Warum ist der Scharia-Vorschlag von Erzbischof Williams eingeschlagen wie eine Bombe? Was hat die sonst für ihre phlegmatische Gelassenheit bekannten Briten dermaßen erschüttert, daß von einem politischen Erdbeben gesprochen werden kann? Ein kritischer Beobachter des europäischen Niedergangs glaubt die eigentliche Ursache des kollektiven Wutausbruchs erkannt zu haben: die wachsende Angst der Briten vor der Balkanisierung, vor islamistischer Einschüchterung und dem Ende des staatlichen Gewaltmonopols:
Violence is oozing through the cracks of European society like pus out of a broken scab. Just when liberal opinion congratulated itself that Europe had forsaken its violent past, the specter of civil violence has the continent terrified. That is the source of the uproar over a February 7 speech by Archbishop Rowan Williams, predicting the inevitable acceptance of Muslim sharia law in Great Britain.
Not since World War II has British opinion been provoked to the present level of outrage. Writing in the Times of London, the editor of the London Spectator, Matthew d’Ancona, quoted former British Conservative parliamentarian Enoch Powell’s warning that concessions to alien cultures would cause “rivers of blood” to flow in the streets of England. Times columnist Minette Marin accuses the archbishop of treason.

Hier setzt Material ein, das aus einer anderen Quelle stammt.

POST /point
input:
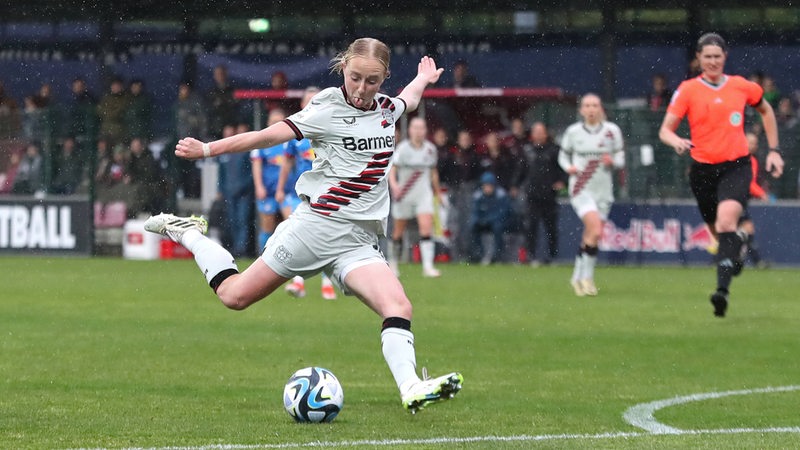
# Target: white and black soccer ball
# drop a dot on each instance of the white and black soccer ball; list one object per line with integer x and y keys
{"x": 313, "y": 394}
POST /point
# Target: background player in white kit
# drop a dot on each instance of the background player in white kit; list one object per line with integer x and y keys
{"x": 414, "y": 184}
{"x": 590, "y": 149}
{"x": 344, "y": 210}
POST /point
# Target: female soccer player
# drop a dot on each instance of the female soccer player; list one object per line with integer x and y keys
{"x": 345, "y": 207}
{"x": 266, "y": 165}
{"x": 414, "y": 184}
{"x": 589, "y": 150}
{"x": 720, "y": 173}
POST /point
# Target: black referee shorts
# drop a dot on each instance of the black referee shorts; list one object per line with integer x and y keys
{"x": 713, "y": 183}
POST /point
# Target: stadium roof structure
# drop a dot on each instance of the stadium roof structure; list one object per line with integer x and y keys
{"x": 60, "y": 10}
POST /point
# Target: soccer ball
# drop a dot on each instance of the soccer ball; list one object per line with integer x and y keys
{"x": 313, "y": 394}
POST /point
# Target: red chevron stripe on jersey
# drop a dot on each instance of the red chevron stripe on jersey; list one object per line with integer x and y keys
{"x": 584, "y": 176}
{"x": 352, "y": 188}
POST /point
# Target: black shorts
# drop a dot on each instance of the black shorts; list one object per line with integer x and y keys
{"x": 713, "y": 183}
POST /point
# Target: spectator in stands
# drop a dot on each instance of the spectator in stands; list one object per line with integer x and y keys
{"x": 462, "y": 169}
{"x": 659, "y": 95}
{"x": 10, "y": 173}
{"x": 488, "y": 213}
{"x": 497, "y": 160}
{"x": 786, "y": 115}
{"x": 29, "y": 178}
{"x": 82, "y": 117}
{"x": 236, "y": 189}
{"x": 746, "y": 223}
{"x": 111, "y": 111}
{"x": 9, "y": 115}
{"x": 190, "y": 120}
{"x": 143, "y": 175}
{"x": 37, "y": 119}
{"x": 222, "y": 107}
{"x": 139, "y": 115}
{"x": 462, "y": 78}
{"x": 67, "y": 169}
{"x": 278, "y": 81}
{"x": 544, "y": 179}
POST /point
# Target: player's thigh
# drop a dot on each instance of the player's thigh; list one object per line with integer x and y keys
{"x": 250, "y": 286}
{"x": 377, "y": 287}
{"x": 425, "y": 224}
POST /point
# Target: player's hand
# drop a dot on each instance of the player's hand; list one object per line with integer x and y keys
{"x": 682, "y": 146}
{"x": 427, "y": 69}
{"x": 774, "y": 164}
{"x": 189, "y": 148}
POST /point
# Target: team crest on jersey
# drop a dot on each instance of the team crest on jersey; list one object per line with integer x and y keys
{"x": 388, "y": 117}
{"x": 283, "y": 254}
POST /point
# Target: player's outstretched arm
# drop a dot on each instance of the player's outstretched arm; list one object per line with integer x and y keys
{"x": 427, "y": 73}
{"x": 191, "y": 148}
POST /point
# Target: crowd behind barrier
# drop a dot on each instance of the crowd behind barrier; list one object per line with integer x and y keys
{"x": 109, "y": 148}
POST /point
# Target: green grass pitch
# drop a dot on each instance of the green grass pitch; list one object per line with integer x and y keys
{"x": 115, "y": 354}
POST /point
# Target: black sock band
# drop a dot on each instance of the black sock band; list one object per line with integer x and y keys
{"x": 220, "y": 277}
{"x": 396, "y": 322}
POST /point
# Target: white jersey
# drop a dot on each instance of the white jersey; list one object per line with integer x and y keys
{"x": 584, "y": 148}
{"x": 414, "y": 166}
{"x": 353, "y": 151}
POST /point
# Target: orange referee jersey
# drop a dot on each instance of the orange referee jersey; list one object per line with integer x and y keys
{"x": 716, "y": 116}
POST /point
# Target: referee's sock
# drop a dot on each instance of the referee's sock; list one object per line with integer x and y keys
{"x": 730, "y": 245}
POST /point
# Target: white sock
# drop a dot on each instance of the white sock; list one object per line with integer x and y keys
{"x": 426, "y": 250}
{"x": 398, "y": 351}
{"x": 588, "y": 266}
{"x": 211, "y": 257}
{"x": 577, "y": 272}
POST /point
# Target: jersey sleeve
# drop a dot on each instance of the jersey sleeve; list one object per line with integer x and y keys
{"x": 754, "y": 92}
{"x": 311, "y": 122}
{"x": 679, "y": 104}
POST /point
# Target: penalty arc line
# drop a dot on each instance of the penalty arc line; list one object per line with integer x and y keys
{"x": 643, "y": 415}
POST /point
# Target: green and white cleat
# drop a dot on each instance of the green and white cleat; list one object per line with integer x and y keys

Coercion in the Muslim communities of Europe is so commonplace that duly-constituted governments there no longer wield a monopoly of violence. Behind the law there stands the right of the state to inflict violence, and the legitimacy of states rests on what German political economist and sociologist Max Weber once called “the monopoly of violence”. Once this right is conceded to private groups, the legitimacy of government crumbles. No one appreciates this more than the British, whose tradition of protecting individual rights under law is the oldest and strongest in the West, excepting the United States, which inherited English Common Law.
By proposing to concede a permanent role to extralegal violence in the political life of England, the Archbishop of Canterbury pushed his phlegmatic countrymen over the edge. No one is better than the British at pretending that problems really aren’t there, but once their spiritual leader admits to an alien source of coercion and proposes to legitimize it, they understand that a limit has been reached.